Anyone who has had the good fortune to meet Yonatan Shapira will be particularly sickened at the reports that he was tasered in the heart and left screaming after he and the others on the Jewish boat to Gaza were stopped illegally.  In person, Yonatan is friendly, likeable, and genuinely considerate of the opinions of others who do not agree with him.

Yonatan Shapira is also a moral giant.  He is the Israeli pilot who condemned his own air force for violating human rights and who refused to fly any more missions.  In 2003, he bravely confronted the air force commander, Lt. General Dan Halutz, about what are euphemistically called “targeted assassinations” — Israeli warplanes fired missiles at Hamas leaders in Gaza, also killing innocent bystanders, some of them children.

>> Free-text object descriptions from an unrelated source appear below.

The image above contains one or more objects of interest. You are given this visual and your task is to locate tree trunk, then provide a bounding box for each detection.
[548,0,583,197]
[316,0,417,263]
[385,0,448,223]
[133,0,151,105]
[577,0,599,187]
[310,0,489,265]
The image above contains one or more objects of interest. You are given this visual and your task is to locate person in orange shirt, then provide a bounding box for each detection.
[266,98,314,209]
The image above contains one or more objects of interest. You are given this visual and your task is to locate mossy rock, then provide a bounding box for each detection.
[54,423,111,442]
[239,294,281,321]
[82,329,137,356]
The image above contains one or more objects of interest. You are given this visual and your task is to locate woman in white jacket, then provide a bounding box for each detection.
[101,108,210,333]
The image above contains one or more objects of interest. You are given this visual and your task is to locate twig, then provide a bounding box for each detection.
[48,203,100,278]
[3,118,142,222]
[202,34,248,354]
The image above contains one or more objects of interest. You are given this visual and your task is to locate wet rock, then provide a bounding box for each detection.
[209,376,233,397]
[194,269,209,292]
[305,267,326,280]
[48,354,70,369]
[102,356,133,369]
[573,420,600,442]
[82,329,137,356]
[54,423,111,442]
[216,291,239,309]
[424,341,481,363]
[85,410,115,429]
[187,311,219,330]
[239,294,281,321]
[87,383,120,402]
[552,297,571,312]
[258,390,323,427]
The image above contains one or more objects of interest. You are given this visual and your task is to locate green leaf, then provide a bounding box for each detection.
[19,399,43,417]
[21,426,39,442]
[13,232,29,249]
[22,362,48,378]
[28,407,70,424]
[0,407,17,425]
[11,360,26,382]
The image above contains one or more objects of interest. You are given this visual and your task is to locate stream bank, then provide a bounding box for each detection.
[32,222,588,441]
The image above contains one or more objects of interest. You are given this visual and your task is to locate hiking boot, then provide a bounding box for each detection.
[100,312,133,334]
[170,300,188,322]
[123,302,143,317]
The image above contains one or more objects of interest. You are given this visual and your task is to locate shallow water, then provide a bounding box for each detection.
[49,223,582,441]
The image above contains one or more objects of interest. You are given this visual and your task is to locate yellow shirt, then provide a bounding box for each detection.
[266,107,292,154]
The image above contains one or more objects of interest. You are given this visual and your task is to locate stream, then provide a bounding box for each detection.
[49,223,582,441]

Yonatan asked General Halutz, What if a Hamas leader were located in Tel Aviv?  Would you order our pilots to fire there, risking Israeli bystanders?  Halutz said no.  So you value Israelis over Palestinians, Yonatan responded.  Get someone else to fly your aircraft. 

Yonatan, who is now 38, vigorously supports BDS, pointing out that it is a nonviolent program of change that Palestinians themselves came up with.  His outspokenness has attracted attention from the Israeli security agency, the Shin Bet.  

Shmuel has reminded us of the teaching of the rabbis: “Where there are no men, try to be a man.”  Some day, Yonatan Shapira will be in the history books.  By name.